Feb 142011

What should we call our future with regard to saving and using digital information?

Billions and Billions Served, by Miss Millificent, on Flickr

Billions and Billions Served, by Miss Millificent, on Flickr

I think one common term misses the mark in conveying the true threat to data and in expressing the basic imperative for keeping it.

“Digital dark ages” is a popular term that plays on fear, and by the way, suggests that the forces of history are working against data persistence.  The phase makes for provocative paper and article titles, true, but it hasn’t leveraged adequate support. Not to mention the fact that David Rosenthal makes a compelling argument that “digital dark ages turns out to be a poor analogy for the situation we face today.”

Rosenthal, among others, points to what is in fact a completely different reality: the huge and galloping vastness of digital information.  And data will continue to grow at an incredible rate–The Economist noted last year that “information has gone from scarce to superabundant.” Far from data loss through obsolescence, the big problem is actually too much data.  The Economist notes that “the proliferation of data is making them increasingly inaccessible.”

Science has  just issued a Special Online Collection: Dealing with Data (registration required).  The introduction notes that “we have recently passed the point where more data is being collected than we can physically store,” and “even where accessible, much data in many fields is too poorly organized to enable it to be efficiently used.”  There are also references to limited funding for data curation to enable broader use or even just keeping the bits safe.

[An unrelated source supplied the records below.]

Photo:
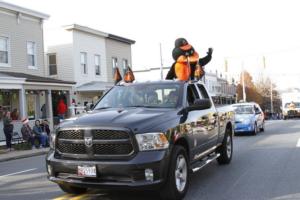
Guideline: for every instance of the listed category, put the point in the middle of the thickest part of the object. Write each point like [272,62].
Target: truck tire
[262,129]
[177,182]
[225,150]
[72,189]
[255,131]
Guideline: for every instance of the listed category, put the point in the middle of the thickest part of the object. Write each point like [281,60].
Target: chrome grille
[105,143]
[109,134]
[71,134]
[71,148]
[112,149]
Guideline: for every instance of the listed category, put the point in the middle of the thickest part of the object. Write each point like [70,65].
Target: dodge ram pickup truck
[149,135]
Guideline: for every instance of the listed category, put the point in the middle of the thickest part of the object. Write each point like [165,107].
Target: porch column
[49,110]
[23,104]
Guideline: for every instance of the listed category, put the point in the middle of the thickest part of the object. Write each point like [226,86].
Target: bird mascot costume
[187,65]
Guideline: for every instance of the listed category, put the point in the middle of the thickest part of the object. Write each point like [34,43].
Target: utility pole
[243,83]
[271,87]
[161,63]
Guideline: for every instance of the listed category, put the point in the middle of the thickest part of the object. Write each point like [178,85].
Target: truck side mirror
[200,104]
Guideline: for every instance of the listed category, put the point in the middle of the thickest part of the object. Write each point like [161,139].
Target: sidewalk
[12,155]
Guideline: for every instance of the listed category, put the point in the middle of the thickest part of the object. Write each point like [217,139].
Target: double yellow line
[73,197]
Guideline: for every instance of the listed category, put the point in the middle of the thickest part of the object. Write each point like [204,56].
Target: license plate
[86,171]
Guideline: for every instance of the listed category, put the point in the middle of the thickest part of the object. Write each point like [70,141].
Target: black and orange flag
[129,77]
[199,72]
[117,76]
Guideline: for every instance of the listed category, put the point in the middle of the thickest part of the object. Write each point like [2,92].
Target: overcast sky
[241,31]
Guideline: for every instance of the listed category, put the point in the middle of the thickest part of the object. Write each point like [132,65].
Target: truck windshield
[292,105]
[142,95]
[244,109]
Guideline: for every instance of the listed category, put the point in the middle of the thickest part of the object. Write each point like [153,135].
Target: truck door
[212,125]
[198,123]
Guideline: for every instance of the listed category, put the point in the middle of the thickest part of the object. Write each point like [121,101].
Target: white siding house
[24,87]
[85,57]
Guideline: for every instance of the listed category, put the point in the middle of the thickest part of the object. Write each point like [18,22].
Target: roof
[19,9]
[86,30]
[33,78]
[89,30]
[120,39]
[94,86]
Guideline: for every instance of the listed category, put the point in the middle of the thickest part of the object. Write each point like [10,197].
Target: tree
[251,91]
[263,86]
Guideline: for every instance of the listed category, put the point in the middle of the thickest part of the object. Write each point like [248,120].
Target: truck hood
[137,119]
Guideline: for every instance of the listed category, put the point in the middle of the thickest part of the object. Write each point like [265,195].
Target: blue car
[249,118]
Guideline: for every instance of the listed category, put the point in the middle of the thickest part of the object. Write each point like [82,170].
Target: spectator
[27,132]
[61,109]
[8,129]
[46,129]
[44,112]
[38,131]
[15,114]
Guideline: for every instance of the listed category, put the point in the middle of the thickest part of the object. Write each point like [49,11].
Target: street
[265,166]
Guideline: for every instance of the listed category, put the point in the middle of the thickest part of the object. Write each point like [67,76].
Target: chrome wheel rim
[181,173]
[228,145]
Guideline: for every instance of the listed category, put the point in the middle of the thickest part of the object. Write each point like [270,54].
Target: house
[87,57]
[221,90]
[24,85]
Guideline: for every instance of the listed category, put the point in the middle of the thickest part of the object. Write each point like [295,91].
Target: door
[200,124]
[213,129]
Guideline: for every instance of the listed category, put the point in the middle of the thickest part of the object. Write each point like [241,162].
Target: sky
[241,32]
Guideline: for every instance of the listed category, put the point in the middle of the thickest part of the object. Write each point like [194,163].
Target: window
[192,94]
[97,65]
[114,64]
[52,64]
[31,57]
[202,91]
[125,64]
[3,50]
[83,62]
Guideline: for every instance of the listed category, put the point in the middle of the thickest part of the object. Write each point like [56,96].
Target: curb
[23,156]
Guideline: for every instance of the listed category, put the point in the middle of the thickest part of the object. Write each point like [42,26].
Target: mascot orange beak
[117,76]
[186,47]
[129,77]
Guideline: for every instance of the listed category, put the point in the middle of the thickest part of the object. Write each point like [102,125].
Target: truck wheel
[177,182]
[225,150]
[262,129]
[255,131]
[72,189]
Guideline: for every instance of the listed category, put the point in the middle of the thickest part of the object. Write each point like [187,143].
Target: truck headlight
[152,141]
[52,140]
[246,121]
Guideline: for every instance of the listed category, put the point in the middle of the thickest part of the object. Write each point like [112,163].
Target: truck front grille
[112,149]
[71,134]
[105,143]
[71,148]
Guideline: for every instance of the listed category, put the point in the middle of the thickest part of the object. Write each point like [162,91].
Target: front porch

Seth Godin famously noted that people aren’t more worked up over global warming for two basic reasons.  One is the name: “global” is good and “warming” is good so how can “global warming” be bad?

The second reason is that climate change activists “have been unable tell their story with vivid images about immediate actions, it’s just human nature to avoid the issue.”  People need to have an immediate sense of any problem to focus on fixing it.

Digital preservation faces something similar.  “Digital dark ages” sounds scary at first, but the term flies in the face of the reality we confront.  Given how stressed people say they are about information overload, the prospect of data disappearing may actually sound pretty good.

We need a better way to communicate the need for digital preservation and access. In another context, Joseph Hellerstein has talked about “the industrial revolution of data,” which maybe has some possibilities.  “Data-driven” is another current term tossed around in science and technology.

Any thoughts on this?

Picture added, reformatted and tweaked for style on 2/14/2011, 4:45 pm EST

Jan 032011

Ars Technica is one of the best sources anywhere for insight into technology and its ever-expanding impact.  I was especially pleased that the site ran 10 separate articles about digital preservation during the past year.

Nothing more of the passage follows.